Miley had a ground-ball rate of 51.1 percent last season and Porcello 49 percent. Masterson, when he was healthy in 2013, led the majors at 58 percent.
“There’s some benefit to that in Fenway Park, obviously,” Cherington said.
The Red Sox also feel their infield defense, particularly Dustin Pedroia and Mike Napoli on the right side, will make a difference for the two new righthanders, Masterson and Porcello.
Pablo Sandoval represents a defensive upgrade at third base and the Sox feel Xander Bogaerts will be improved at shortstop. A solid defense and plenty of ground balls lead to quick innings.
There’s also youth and reliability. Porcello has pitched six seasons in the majors but doesn’t turn 26 until later this month. He has averaged 30 starts a season.
Miley just turned 28 and has averaged 32 starts the last three seasons. Masterson will be 30 in March and from 2010-13 he averaged 31 starts.
“Porcello is a guy we had targeted earlier in the offseason. Kind of come into his own the last couple of years,” Cherington said. “Pretty strong combination of scouting and analytics work on him . . . We think he’s a good fit for Fenway.

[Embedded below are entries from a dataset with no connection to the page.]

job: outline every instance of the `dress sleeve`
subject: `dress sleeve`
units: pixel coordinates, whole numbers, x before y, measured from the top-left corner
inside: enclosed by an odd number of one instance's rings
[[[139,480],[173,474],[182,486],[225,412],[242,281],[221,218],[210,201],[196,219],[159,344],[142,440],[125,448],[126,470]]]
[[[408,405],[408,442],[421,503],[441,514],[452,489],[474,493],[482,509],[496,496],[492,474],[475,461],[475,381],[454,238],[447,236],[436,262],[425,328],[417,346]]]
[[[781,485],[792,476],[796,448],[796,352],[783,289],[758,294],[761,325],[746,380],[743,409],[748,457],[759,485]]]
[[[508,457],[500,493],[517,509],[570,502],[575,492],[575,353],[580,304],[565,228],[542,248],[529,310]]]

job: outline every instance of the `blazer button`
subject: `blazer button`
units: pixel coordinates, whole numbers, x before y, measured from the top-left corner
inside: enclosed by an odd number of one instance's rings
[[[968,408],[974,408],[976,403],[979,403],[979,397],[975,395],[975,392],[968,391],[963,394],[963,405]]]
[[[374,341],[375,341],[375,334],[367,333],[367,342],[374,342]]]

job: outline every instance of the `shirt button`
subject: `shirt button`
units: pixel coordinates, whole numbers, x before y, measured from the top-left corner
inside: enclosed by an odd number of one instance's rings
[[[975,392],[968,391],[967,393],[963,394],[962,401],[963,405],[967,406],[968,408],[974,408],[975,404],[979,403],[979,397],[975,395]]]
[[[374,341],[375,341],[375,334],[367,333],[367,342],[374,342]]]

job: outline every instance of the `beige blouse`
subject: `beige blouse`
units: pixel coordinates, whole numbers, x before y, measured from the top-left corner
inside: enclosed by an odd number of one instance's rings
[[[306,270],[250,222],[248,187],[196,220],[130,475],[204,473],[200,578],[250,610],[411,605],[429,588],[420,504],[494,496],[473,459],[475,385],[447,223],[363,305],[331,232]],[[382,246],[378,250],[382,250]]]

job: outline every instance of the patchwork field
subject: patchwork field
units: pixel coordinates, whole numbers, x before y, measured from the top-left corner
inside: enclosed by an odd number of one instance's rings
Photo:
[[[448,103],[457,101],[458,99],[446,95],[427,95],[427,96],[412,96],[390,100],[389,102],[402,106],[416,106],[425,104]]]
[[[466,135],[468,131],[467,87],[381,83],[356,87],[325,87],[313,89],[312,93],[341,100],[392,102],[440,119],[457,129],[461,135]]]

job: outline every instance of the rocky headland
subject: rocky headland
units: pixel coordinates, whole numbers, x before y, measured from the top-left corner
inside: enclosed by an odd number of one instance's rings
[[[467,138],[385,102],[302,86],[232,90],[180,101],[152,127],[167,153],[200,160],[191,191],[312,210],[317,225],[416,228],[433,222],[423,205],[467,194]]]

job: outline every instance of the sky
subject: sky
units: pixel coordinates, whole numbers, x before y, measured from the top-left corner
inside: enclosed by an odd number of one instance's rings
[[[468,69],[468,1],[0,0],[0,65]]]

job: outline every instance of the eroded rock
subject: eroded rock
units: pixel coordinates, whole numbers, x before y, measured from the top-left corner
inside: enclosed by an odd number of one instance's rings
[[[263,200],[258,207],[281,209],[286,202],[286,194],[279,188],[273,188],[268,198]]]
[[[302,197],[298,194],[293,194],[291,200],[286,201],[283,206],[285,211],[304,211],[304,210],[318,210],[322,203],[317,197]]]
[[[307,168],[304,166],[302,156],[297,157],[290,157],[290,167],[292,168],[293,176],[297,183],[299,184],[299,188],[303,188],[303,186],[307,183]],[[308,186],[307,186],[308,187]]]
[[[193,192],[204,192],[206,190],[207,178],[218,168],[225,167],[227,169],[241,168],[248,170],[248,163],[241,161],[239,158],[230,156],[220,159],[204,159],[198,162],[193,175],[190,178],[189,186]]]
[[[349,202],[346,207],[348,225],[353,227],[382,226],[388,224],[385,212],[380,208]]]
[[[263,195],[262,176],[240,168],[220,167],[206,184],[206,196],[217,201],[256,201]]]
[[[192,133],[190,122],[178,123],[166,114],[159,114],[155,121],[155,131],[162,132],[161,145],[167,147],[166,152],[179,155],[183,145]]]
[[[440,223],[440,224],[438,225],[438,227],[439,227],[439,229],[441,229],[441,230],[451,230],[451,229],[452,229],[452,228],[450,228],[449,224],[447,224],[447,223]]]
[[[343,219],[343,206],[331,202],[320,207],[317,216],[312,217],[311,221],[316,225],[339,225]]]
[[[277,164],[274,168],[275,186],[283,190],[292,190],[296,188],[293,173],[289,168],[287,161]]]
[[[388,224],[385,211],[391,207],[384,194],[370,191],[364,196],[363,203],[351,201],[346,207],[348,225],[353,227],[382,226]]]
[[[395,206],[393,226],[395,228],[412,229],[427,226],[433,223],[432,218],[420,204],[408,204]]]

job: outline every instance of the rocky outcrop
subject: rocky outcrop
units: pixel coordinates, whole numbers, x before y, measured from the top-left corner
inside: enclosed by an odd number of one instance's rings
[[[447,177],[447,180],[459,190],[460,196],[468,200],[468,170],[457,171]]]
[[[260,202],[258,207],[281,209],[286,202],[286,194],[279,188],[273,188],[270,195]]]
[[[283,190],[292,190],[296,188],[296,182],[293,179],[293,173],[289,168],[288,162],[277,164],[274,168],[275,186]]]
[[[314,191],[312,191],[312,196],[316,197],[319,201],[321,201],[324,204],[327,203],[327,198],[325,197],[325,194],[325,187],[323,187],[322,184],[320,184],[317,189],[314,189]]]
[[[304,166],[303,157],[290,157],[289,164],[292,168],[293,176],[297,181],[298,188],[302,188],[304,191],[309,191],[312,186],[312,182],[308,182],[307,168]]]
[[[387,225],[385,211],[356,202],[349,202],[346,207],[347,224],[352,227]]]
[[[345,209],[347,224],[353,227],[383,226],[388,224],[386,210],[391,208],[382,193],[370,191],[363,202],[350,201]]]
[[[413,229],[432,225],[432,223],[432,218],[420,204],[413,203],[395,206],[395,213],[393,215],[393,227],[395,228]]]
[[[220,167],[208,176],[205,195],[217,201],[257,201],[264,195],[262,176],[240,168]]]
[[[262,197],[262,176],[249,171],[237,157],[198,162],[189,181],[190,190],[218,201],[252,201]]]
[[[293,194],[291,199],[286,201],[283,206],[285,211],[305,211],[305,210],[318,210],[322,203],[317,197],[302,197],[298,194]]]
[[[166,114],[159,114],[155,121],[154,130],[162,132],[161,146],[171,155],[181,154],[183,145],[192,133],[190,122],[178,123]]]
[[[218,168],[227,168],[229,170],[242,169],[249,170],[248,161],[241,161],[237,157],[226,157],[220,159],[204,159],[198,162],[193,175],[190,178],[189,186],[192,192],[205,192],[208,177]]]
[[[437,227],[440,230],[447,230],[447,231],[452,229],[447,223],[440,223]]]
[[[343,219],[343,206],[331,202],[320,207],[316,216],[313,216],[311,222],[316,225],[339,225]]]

Porcello, long overshadowed in Detroit by teammates Justin Verlander and Max Scherzer, had the best season of his career in 2014. He was 15-13 with a 3.43 ERA and had three shutouts.
“We think he’s at a good point in his career,” Cherington said.
Porcello will be a free agent after the coming season. The Sox will want to get to know him better before considering an extension.
Masterson was drafted and developed by the Red Sox before being traded to Cleveland in 2009 as part of a package for Victor Martinez. Masterson became a full-time starter in 2010 and was 43-48 with a 4.05 ERA over four seasons.
Masterson turned down a three-year, $51 million extension offer from the Indians last season. He was 4-6 with a 5.51 ERA before being traded to St. Louis in July. Masterson was then even worse, posting a 7.04 ERA.
Rib cage, knee, and shoulder injuries were largely to blame for Masterson’s woes. Red Sox manager John Farrell was the pitching coach when Masterson was with the Sox from 2008-09 and knows him well.
Masterson was seeking a one-year deal to rebuild his value before entering free agency again or considering an extension.
Cherington reserved comment on Miley.